What can you say, Mom. Your boy is taking after you. You dig in the dirt, he digs. You plant flowers, he plants smiles.


----------



## Mayve (Aug 21, 2012)

As frustrating as it is....it's kind of hard to get mad at that face. I'd try but all the while I would be supressing laughter. Sage still digs from time to time so I do know your pain...stinkers!

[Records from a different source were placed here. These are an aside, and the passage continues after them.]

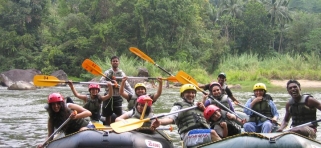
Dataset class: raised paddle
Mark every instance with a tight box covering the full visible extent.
[129,47,174,77]
[237,103,281,125]
[283,119,321,132]
[33,75,109,87]
[81,59,133,95]
[113,76,178,82]
[110,106,197,133]
[175,70,244,120]
[41,110,77,147]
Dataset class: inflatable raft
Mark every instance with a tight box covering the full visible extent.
[194,132,321,148]
[46,129,174,148]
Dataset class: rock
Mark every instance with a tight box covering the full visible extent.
[7,81,37,90]
[0,69,41,87]
[137,68,149,77]
[51,70,68,86]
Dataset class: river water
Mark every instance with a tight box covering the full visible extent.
[1,85,321,147]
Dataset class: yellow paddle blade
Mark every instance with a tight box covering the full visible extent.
[33,75,64,86]
[129,47,155,64]
[110,118,148,133]
[93,123,113,130]
[81,59,105,76]
[175,70,201,90]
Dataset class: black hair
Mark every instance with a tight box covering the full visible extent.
[110,56,119,62]
[286,79,301,89]
[48,101,70,130]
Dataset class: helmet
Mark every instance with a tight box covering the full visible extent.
[180,84,197,95]
[253,83,267,91]
[134,83,146,90]
[48,93,64,103]
[203,105,221,121]
[88,84,100,92]
[137,95,153,107]
[209,82,221,90]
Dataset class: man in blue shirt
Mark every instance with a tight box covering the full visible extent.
[243,83,279,133]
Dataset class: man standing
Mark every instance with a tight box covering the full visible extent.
[99,56,134,125]
[277,80,321,139]
[199,72,239,103]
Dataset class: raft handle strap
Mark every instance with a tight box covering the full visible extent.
[102,131,109,142]
[269,137,276,143]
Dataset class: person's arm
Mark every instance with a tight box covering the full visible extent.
[67,81,87,101]
[202,95,208,104]
[227,99,235,112]
[101,82,113,101]
[67,103,92,119]
[47,120,54,140]
[269,100,279,122]
[220,122,228,138]
[225,87,239,103]
[244,99,254,115]
[307,96,321,111]
[119,76,130,100]
[115,110,132,121]
[152,78,163,102]
[277,102,291,131]
[227,112,244,124]
[250,96,262,108]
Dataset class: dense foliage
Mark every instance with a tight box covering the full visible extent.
[1,0,321,81]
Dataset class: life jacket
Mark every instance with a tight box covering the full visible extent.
[106,69,124,96]
[54,108,89,135]
[131,107,154,128]
[127,94,154,111]
[174,101,209,134]
[83,94,102,121]
[248,95,273,123]
[211,110,241,136]
[208,94,231,112]
[289,94,317,127]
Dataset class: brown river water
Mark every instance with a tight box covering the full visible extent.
[0,85,321,147]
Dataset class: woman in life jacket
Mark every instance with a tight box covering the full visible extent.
[68,81,113,123]
[119,76,162,111]
[37,93,92,148]
[203,82,235,112]
[243,83,279,133]
[204,105,242,138]
[115,95,154,133]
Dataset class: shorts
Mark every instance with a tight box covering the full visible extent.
[102,96,123,117]
[183,129,212,147]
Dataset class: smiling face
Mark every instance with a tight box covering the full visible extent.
[89,88,99,96]
[254,89,264,97]
[211,85,222,97]
[210,110,221,121]
[111,58,119,69]
[217,76,226,85]
[135,87,146,96]
[287,83,301,99]
[183,89,196,103]
[51,102,61,112]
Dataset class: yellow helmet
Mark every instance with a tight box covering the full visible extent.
[180,84,197,95]
[253,83,267,91]
[134,83,146,90]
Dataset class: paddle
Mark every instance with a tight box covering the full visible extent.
[113,76,178,82]
[41,110,76,147]
[175,70,244,120]
[129,47,174,77]
[110,106,197,133]
[93,123,174,131]
[237,103,281,125]
[283,119,321,132]
[33,75,109,87]
[81,59,132,95]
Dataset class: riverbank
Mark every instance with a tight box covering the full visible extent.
[270,79,321,88]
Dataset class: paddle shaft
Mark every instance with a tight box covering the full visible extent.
[42,118,71,146]
[115,77,169,80]
[207,95,243,119]
[237,103,280,125]
[284,119,321,132]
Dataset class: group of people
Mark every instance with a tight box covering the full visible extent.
[39,55,321,148]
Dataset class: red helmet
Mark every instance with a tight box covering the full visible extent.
[209,82,221,90]
[203,105,220,121]
[137,95,153,107]
[88,84,100,92]
[48,93,64,103]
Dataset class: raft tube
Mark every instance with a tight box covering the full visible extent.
[46,129,174,148]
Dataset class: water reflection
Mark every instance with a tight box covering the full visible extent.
[0,86,320,147]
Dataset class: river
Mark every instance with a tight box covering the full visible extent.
[0,85,321,147]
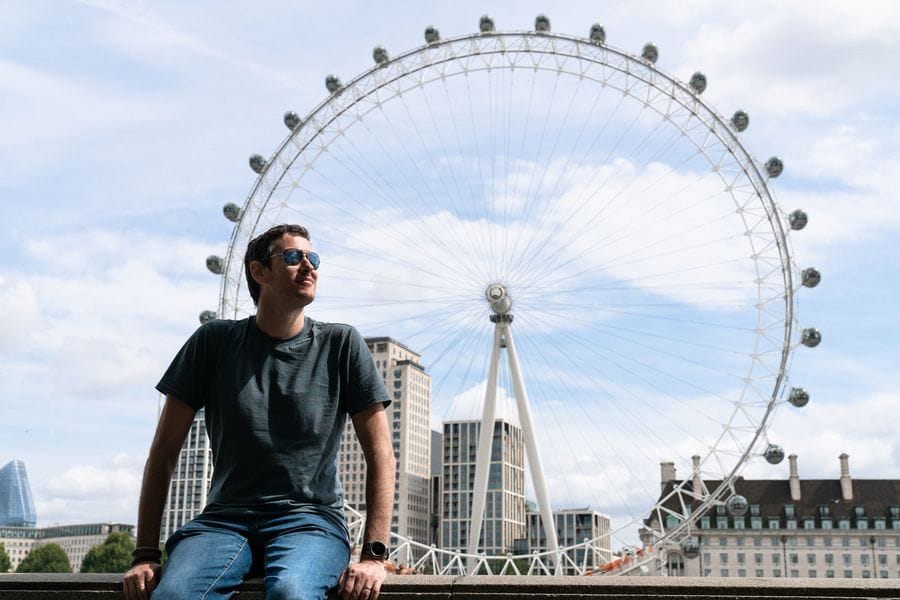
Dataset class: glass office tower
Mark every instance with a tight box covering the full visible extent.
[0,460,37,527]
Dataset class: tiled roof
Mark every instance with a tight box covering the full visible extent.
[653,477,900,522]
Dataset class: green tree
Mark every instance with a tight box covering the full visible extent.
[16,543,72,573]
[81,531,136,573]
[0,542,11,573]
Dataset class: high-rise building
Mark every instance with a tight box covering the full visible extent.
[338,337,432,547]
[430,429,443,546]
[440,418,526,557]
[645,453,900,579]
[160,408,213,542]
[526,508,612,574]
[0,460,37,528]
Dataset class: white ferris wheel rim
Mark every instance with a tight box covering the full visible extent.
[216,27,800,573]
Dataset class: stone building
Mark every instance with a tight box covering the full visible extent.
[646,454,900,579]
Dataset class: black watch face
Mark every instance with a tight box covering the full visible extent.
[367,541,387,557]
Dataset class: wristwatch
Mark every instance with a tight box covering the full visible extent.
[361,540,389,560]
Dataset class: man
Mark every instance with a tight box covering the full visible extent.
[123,224,395,600]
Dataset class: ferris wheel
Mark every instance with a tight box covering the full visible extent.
[203,14,821,575]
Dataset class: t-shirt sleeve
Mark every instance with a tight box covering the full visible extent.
[156,323,217,411]
[344,327,391,416]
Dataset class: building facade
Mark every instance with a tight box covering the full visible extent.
[338,337,433,546]
[0,522,134,572]
[440,418,526,557]
[526,508,612,574]
[0,460,37,528]
[647,454,900,579]
[160,406,213,542]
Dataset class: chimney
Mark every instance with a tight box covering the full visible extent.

Sent from Petguide.com Free App


----------



## Bentleysmom (Aug 11, 2012)

Mayve said:


> As frustrating as it is....it's kind of hard to get mad at that face. I'd try but all the while I would be supressing laughter. Sage still digs from time to time so I do know your pain...stinkers!
> 
> Sent from Petguide.com Free App


I do have to suppress my laughter quite often. I know they read my moods so I'm thinking that when I'm trying to be stern but suppressing laughter at the same time Mr. BB knows that. He's like the class clown, he lives for the sound of laughter and will go to great lengths to hear it


----------



## laprincessa (Mar 24, 2008)

Bentleysmom said:


> No  It's a nice Fall day so I was out front weeding & separating my Iris's when it started to drizzle a little. I wasn't really getting wet because the big tree was covering me & I knew the dogs would go under Ky's princess house so they wouldn't get wet.
> 
> I was wrong. I came to the back and there stood BB in the rain with a nice new, HUGE hole dug with the proudest look on his face.
> I hollered for DH to throw me a towel, when he opened the door BB ran in the house :doh:
> ...


Bentley got wet????????????????


----------



## Bentleysmom (Aug 11, 2012)

laprincessa said:


> Bentley got wet????????????????


Yes he not only got wet but he was happy about it!! Amazing right?!


----------



## dborgers (Dec 7, 2011)

Broadway Bentley sees all! LOL


----------



## Bentleysmom (Aug 11, 2012)

dborgers said:


> Broadway Bentley sees all! LOL


Too funny Danny!!!!!!!


----------



## Dexter12 (Feb 10, 2012)

Uh-oh Bentley!


----------



## MyAnniegirl (Aug 17, 2011)

Thatis one proud, happy dog!


----------



## Bob Dylan (Mar 31, 2009)

*I love this forum!!!!!!!!*


----------



## gold4me (Mar 12, 2006)

Oh the Bentley stories make my day. I have to say he has the cutest face and it would be really hard to get mad at him.


----------